Oxfam has one of the largest stores of
life-saving equipment in the world.
Internationally, Oxfam has around 60 experts in water and sanitation, health care and nutrition, on call at all times, ready to travel immediately to any emergency to share their knowledge and skills with local people.
And because it takes time for public donations to an emergency to start arriving, Oxfam maintains a Disaster response fund, ensuring that work can get underway immediately.
Oxfam also has the largest store of life-saving equipment in the world; equipment worth over NZ$4 million. Much of this equipment has been specially designed for use in emergency situations — that's equipment like the Oxfam bucket and water tank, which are now used as standard by relief agencies around the world.
The Oxfam bucket
Phool Abbasi drinks water from an Oxfam
bucket in a camp for people made homeless
by the Pakistan earthquake in 2005.
Until 1997, Oxfam used jerry cans to supply people with clean, safe water during an emergency. They were bulky, expensive to transport, and if the lid was lost, the water could become contaminated.
Gathering feedback from health workers, water engineers, and people living in refugee camps, Oxfam developed its own bucket, paying attention to even the tiniest details. For example, the moulding process leaves a small, sharp pimple on the bottom of normal buckets. But on the Oxfam bucket, this pimple has been removed – an essential, but easily- overlooked consideration in countries where loads are usually carried on the head.
The bucket is also moulded from plastic that doesn’t deteriorate in sunlight so it lasts longer than other containers.
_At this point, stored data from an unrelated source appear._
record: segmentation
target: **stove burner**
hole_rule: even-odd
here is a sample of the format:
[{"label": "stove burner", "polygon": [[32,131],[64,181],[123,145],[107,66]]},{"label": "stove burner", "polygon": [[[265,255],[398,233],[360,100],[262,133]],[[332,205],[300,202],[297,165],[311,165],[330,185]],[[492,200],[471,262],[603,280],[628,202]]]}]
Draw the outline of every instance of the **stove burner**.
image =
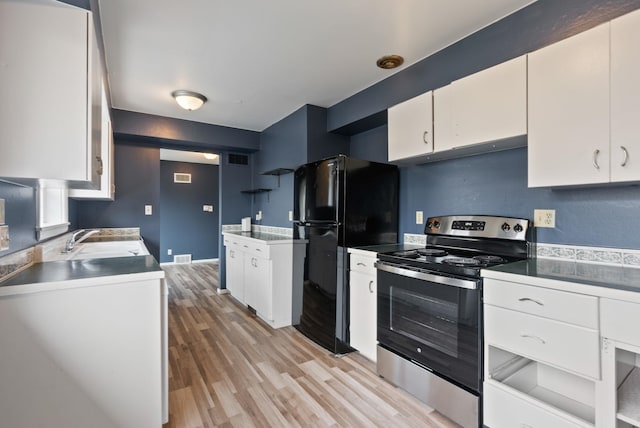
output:
[{"label": "stove burner", "polygon": [[453,257],[445,259],[444,263],[454,266],[480,266],[482,264],[480,260],[469,257]]},{"label": "stove burner", "polygon": [[418,257],[420,257],[420,254],[418,254],[416,250],[396,251],[393,253],[393,255],[398,257],[406,257],[408,259],[417,259]]},{"label": "stove burner", "polygon": [[492,256],[492,255],[481,255],[481,256],[475,256],[474,259],[479,260],[481,263],[484,264],[499,264],[499,263],[505,263],[506,260],[503,259],[500,256]]},{"label": "stove burner", "polygon": [[422,256],[442,257],[447,255],[445,250],[440,250],[438,248],[420,248],[416,251]]}]

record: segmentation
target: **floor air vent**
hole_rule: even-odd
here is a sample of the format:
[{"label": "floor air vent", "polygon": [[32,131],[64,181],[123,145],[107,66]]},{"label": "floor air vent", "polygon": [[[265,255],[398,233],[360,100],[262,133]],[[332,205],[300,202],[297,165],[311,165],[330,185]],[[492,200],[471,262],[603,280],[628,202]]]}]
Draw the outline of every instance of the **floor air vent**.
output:
[{"label": "floor air vent", "polygon": [[191,254],[178,254],[173,256],[174,263],[191,263]]}]

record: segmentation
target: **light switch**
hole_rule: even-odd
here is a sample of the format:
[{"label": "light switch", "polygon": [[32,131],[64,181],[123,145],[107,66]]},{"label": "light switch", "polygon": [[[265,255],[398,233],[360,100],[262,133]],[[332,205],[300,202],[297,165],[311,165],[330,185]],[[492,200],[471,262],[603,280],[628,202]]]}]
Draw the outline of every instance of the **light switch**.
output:
[{"label": "light switch", "polygon": [[293,221],[293,211],[289,210],[289,221]]},{"label": "light switch", "polygon": [[262,220],[262,211],[258,211],[258,214],[256,214],[256,221],[260,220]]},{"label": "light switch", "polygon": [[422,211],[416,211],[416,224],[422,224],[424,213]]},{"label": "light switch", "polygon": [[0,224],[4,224],[4,199],[0,199]]},{"label": "light switch", "polygon": [[172,252],[173,251],[171,251],[171,248],[167,249],[167,256],[170,256]]},{"label": "light switch", "polygon": [[144,215],[151,215],[151,214],[153,214],[153,208],[151,207],[151,205],[145,205]]}]

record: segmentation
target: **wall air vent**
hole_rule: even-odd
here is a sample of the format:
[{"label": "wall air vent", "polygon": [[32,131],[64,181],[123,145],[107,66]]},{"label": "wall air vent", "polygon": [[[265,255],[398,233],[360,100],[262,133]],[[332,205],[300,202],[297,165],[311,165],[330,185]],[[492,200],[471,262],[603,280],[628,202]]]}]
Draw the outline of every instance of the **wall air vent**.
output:
[{"label": "wall air vent", "polygon": [[173,174],[174,183],[191,183],[191,174],[176,172]]},{"label": "wall air vent", "polygon": [[229,153],[229,163],[232,165],[249,165],[249,156]]},{"label": "wall air vent", "polygon": [[191,263],[191,254],[176,254],[173,256],[174,263]]}]

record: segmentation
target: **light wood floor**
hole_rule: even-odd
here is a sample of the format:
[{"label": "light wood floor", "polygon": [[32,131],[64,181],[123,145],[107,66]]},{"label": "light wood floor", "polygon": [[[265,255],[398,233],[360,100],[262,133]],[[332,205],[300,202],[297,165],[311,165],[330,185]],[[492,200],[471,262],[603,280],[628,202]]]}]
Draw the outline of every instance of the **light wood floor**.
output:
[{"label": "light wood floor", "polygon": [[228,294],[215,263],[163,267],[169,284],[169,423],[191,427],[454,427],[352,353],[273,330]]}]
One of Oxfam’s 70,000-litre tanks can provide 4,666 people with enough water for one day. The specially designed water tank has become the standard for use in emergencies. Constructed from corrugated iron with a rubber lining, each tank is fully self-contained, easy to transport, and strong enough to withstand harsh environments. The tanks are designed to be quick and easy to assemble, and can be put together on the spot, with a little guidance from Oxfam staff.